As reported in the St. Louis Post-Dispatch, a husband and wife recently plead guilty to a U.S. federal charge and admitted improperly transporting 4,500 tons of hazardous waste and storing it in a warehouse near St. Louis, Missouri.
The couple, both in their 60’s, pleaded guilty in U.S. District Court in St. Louis to a misdemeanor charge of placing someone in danger of death or serious bodily injury from a hazardous waste.
Their company, Missouri Green Materials LLC, Missouri Green Materials LLC stored a large quantity of spent sandblasting materials inside a warehouse located in the town of Berger, approximately 70 miles west of St. Louis. They couple admitted that they arranged for the transport and storage of the hazardous waste from Mississippi, and failed to tell both the trucking companies that hauled the waste and the personnel that unloaded it of the danger. Their storage facility was not properly permitted was not registered as a permitted hazardous waste storage or recycling facility.
The sandblasting waste materials are considered to be hazardous because they contain amounts of certain metals, including cadmium, that exceed regulatory limits established by the Missouri Department of Natural Resources and the U.S. Environmental Protection Agency (U.S. EPA).
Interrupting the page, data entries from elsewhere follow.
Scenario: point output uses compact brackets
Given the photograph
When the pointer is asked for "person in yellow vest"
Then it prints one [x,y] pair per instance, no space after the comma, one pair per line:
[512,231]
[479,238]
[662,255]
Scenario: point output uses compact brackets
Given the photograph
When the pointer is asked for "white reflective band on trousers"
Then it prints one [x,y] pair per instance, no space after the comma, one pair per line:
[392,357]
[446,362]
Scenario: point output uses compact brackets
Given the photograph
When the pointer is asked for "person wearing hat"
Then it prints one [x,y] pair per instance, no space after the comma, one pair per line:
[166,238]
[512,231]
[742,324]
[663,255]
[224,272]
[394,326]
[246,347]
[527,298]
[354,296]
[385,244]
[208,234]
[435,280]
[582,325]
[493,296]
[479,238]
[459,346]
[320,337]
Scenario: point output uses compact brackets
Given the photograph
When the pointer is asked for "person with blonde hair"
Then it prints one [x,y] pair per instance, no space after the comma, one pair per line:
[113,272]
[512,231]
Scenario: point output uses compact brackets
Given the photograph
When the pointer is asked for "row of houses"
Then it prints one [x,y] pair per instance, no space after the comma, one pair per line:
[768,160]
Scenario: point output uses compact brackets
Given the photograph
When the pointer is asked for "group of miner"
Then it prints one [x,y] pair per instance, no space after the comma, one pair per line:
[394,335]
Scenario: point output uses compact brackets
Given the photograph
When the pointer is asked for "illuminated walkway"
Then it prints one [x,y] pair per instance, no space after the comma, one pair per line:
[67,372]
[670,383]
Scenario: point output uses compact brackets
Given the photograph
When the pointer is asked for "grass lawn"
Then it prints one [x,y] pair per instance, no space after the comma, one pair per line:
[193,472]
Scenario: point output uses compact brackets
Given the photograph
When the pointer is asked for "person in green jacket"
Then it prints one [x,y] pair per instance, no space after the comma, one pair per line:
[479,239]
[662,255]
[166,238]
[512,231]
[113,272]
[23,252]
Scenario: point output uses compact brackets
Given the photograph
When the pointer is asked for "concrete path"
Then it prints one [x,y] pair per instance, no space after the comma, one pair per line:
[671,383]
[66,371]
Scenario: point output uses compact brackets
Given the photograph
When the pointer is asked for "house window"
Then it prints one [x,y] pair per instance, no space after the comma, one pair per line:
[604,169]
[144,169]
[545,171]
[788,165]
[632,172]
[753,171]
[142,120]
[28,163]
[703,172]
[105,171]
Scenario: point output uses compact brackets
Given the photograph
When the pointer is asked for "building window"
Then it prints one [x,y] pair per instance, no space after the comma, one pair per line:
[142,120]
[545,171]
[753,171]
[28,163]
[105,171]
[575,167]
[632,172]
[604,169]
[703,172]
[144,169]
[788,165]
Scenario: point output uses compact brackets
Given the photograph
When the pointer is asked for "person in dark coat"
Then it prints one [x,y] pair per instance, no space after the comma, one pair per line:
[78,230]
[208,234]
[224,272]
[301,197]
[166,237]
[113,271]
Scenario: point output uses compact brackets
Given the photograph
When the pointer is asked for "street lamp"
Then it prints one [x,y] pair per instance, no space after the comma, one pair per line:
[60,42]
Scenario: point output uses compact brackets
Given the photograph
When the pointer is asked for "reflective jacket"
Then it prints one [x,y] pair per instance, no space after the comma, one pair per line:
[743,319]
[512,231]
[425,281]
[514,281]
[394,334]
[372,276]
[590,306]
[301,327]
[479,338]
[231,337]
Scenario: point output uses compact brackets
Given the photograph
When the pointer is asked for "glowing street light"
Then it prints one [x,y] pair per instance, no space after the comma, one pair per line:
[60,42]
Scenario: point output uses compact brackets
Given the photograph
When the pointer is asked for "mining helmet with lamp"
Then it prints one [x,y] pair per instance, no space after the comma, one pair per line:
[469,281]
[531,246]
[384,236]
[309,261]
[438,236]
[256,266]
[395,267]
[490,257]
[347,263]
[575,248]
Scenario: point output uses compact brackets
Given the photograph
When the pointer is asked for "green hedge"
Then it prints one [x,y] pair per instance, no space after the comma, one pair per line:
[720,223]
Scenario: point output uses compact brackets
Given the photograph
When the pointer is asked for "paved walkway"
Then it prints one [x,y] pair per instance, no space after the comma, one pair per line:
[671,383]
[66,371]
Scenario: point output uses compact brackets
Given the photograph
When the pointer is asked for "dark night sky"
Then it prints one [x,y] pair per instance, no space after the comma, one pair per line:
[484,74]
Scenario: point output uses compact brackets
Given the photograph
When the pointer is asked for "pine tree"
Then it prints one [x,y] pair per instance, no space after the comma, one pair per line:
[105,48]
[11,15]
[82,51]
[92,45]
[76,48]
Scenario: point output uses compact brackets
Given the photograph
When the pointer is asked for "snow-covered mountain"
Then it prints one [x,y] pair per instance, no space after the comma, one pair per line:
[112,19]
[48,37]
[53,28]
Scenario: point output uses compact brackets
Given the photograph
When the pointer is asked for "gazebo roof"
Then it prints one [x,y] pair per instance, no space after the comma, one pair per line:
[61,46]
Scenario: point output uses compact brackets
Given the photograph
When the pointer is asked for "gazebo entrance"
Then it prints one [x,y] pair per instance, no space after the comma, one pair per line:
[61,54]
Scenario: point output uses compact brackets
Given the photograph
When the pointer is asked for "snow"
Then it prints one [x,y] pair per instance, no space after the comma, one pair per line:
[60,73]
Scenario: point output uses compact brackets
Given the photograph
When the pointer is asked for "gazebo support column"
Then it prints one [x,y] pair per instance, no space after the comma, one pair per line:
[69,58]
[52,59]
The materials were stored in a warehouse in a flood plain for more than four years. There are no indications of any release of the materials from the warehouse.
The couple have agreed to pay $1.5 million to the U.S. EPA for the costs of dealing with the waste. They could face probation or a sentence of six months behind bars for the crime under federal sentencing guidelines.
The source of the sandblasting waste was for a site in Mississippi. An Ohio company, U.S. Technology Corp had been buried the waste. The company was repeatedly ordered by regulators to remove it.
In 2016, the U.S. EPA and U.S. Technology signed a consent agreement whereby the company agreed to remove the waste from Green Material’s facility in Missouri and test the site for soil contamination. According to prosecutors, this work was never performed.
U.S. Technology and president Raymond Williams, 71, both pleaded not guilty in the case. A hearing has been scheduled to change both pleas later in June.